Nate Archer

Posted on Jun 3 • Originally published at theagenticengineer.waltsoft.net

The Plugin Wars Begin — The Agentic Engineer #15

#ai #llm #agents #devtools

I read the repos so you don't have to. Weekly agentic AI intelligence for builders.

TL;DR

🔌 Anthropic open-sourced 11 knowledge-work plugins for Claude Cowork. File-based, no code, no build steps. Plugins just became the new moat.
🛠️ OpenSearch Serverless Next-Gen kills the $300/mo minimum. Scale-to-zero vector search for agent memory workloads. Tool of the Week.
📄 New paper shows self-improving agents went from 25% to 86% accuracy in production. First real case study of autonomous agent improvement at scale.

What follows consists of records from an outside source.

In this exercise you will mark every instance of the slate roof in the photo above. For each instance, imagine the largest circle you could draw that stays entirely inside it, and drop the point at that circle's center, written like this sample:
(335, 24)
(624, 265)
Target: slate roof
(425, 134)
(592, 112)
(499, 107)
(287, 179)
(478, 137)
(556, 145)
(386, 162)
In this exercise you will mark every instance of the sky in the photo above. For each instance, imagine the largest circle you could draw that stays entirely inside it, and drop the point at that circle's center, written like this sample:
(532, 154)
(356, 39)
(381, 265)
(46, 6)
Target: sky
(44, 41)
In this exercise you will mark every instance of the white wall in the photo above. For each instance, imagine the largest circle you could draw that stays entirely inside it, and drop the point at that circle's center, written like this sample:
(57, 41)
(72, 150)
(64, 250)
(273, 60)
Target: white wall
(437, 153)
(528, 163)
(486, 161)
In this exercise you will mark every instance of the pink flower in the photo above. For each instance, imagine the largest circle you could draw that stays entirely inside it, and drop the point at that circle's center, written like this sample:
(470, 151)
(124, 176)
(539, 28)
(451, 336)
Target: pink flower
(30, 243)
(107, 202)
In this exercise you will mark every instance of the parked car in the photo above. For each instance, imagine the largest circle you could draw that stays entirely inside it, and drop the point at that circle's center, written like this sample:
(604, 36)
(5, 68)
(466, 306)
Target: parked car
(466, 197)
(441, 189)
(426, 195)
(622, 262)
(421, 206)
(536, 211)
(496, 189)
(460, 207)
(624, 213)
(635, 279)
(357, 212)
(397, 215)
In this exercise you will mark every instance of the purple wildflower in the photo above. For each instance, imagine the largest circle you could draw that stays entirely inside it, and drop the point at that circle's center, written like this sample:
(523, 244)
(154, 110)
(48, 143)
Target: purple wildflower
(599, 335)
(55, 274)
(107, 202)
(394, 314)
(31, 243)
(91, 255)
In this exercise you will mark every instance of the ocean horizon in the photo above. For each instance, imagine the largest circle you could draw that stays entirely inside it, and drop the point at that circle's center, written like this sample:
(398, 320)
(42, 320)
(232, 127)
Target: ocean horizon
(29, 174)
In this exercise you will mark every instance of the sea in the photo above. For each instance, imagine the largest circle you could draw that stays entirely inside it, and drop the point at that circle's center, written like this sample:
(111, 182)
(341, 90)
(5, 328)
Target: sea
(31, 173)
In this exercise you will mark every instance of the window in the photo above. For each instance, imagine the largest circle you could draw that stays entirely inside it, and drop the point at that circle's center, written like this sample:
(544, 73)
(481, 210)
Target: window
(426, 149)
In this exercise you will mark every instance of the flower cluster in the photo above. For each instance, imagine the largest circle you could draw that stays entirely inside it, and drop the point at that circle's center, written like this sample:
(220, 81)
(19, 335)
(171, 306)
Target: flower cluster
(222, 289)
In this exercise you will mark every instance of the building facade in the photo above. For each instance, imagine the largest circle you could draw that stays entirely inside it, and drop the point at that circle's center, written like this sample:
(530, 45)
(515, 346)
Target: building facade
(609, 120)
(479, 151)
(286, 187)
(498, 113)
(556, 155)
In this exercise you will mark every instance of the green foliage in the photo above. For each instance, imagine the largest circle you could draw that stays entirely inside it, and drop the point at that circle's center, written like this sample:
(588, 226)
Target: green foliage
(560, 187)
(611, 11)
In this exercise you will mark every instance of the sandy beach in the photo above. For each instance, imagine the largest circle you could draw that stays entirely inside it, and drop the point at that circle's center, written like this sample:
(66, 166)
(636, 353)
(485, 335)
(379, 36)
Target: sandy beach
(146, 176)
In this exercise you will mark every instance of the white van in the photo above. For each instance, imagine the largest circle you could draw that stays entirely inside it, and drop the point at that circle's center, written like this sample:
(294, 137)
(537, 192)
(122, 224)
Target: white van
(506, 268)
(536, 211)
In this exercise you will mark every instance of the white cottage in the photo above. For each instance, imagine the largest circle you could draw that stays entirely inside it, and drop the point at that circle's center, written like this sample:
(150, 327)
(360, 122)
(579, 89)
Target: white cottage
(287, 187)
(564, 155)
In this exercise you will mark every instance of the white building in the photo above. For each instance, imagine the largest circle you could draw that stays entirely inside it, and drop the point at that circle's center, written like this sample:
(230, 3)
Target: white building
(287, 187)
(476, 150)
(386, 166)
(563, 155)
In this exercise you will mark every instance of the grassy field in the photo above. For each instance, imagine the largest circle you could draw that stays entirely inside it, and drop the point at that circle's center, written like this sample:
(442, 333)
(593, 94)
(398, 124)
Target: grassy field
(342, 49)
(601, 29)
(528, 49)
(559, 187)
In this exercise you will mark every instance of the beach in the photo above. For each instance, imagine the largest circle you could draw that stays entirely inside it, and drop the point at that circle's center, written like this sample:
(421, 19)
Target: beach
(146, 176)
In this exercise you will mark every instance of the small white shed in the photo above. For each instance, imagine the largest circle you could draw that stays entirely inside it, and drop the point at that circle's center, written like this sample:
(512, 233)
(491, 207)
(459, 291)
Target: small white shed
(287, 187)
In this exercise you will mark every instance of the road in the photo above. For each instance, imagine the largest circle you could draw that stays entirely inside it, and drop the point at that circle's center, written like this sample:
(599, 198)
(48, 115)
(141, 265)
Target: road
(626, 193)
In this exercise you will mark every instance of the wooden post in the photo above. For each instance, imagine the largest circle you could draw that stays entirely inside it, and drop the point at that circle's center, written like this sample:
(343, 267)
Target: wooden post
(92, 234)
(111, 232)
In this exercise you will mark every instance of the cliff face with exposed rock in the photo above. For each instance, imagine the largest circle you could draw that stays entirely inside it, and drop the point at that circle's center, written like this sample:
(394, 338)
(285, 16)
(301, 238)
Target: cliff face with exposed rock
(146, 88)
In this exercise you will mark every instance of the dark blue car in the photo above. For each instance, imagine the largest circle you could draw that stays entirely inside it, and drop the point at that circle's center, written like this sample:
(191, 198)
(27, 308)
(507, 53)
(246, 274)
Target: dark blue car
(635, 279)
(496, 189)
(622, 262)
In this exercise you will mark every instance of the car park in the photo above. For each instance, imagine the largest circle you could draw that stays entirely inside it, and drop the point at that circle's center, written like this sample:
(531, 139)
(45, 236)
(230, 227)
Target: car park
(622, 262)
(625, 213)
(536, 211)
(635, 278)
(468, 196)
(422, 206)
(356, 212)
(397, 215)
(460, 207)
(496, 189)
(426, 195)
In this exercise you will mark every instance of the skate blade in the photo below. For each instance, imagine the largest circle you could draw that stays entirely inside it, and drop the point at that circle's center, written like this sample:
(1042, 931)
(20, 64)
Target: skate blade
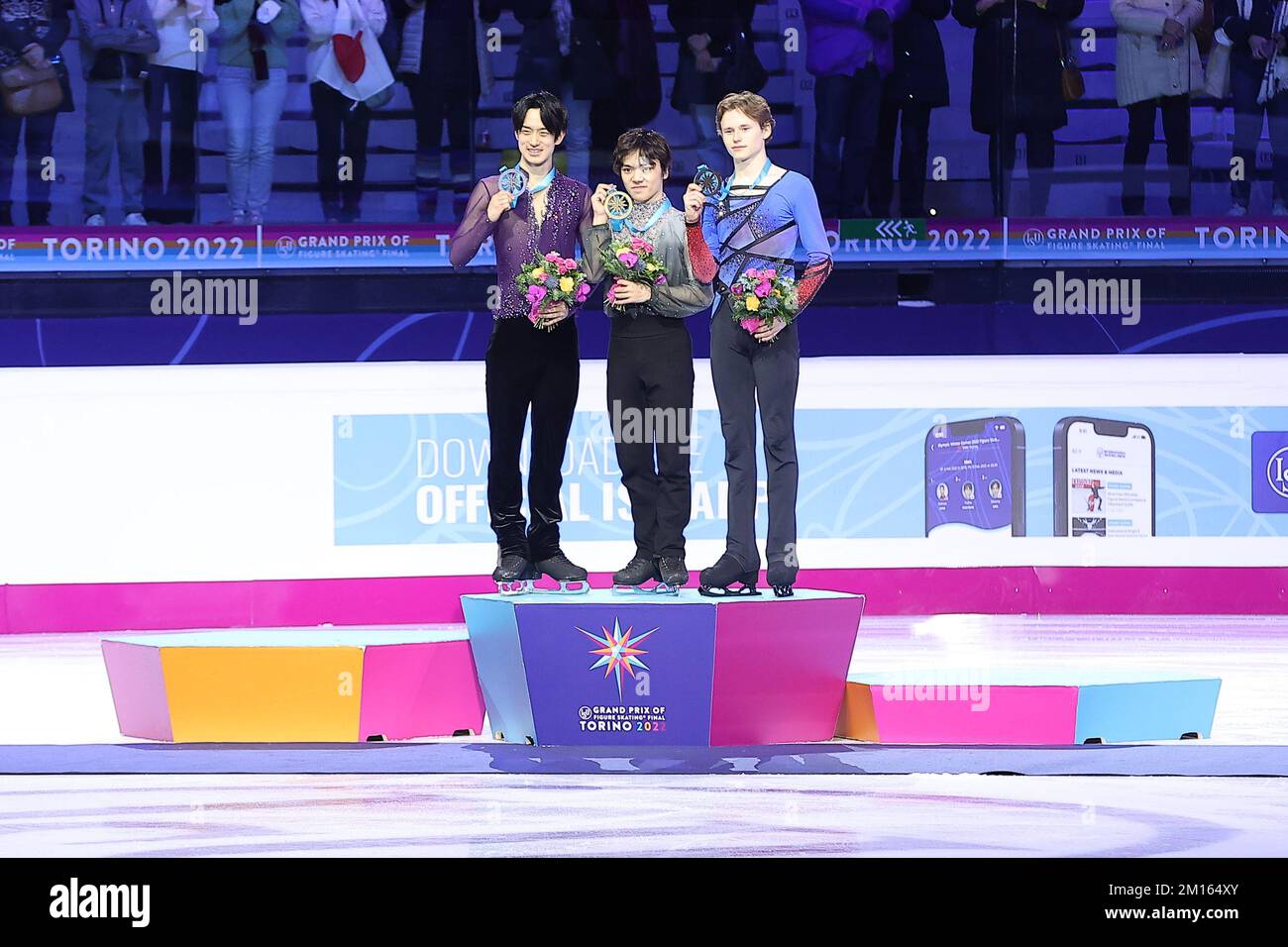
(719, 591)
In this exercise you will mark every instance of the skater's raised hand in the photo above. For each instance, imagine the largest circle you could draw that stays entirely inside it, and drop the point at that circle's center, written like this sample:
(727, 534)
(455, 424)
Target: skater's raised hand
(596, 202)
(694, 204)
(501, 201)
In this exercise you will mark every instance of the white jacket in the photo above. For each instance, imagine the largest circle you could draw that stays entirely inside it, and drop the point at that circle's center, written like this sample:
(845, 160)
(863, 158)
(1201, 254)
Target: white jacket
(175, 21)
(320, 25)
(1144, 72)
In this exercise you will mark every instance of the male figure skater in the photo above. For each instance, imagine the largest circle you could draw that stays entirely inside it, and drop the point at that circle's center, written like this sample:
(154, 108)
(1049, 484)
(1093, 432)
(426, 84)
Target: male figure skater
(651, 363)
(528, 367)
(760, 215)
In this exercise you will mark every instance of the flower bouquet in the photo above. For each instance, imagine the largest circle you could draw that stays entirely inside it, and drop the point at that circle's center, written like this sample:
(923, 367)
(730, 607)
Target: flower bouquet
(761, 298)
(635, 261)
(548, 281)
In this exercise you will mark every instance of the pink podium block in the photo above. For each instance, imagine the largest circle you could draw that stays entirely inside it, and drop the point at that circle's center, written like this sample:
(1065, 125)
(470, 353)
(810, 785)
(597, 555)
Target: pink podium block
(417, 689)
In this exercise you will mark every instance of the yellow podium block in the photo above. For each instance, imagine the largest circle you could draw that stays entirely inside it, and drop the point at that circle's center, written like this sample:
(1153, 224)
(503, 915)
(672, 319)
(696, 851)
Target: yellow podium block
(263, 694)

The Big One: Anthropic Open-Sources 11 Knowledge Work Plugins

Anthropic just made its clearest move in the plugin wars. Eleven open-source plugins that turn Claude into a domain specialist: sales, legal, finance, data analysis, marketing, customer support, and five more. All file-based. No code. No build steps. Just markdown and JSON.

Each plugin bundles three things: skills (structured instructions), slash commands (quick actions), and MCP connectors (external integrations).

The timing is not coincidental. Cursor shipped its own plugin marketplace the same week with 11 first-party plugins. Two major platforms publishing extensibility specs within days of each other confirms what everyone suspected: the IDE-as-platform shift is here.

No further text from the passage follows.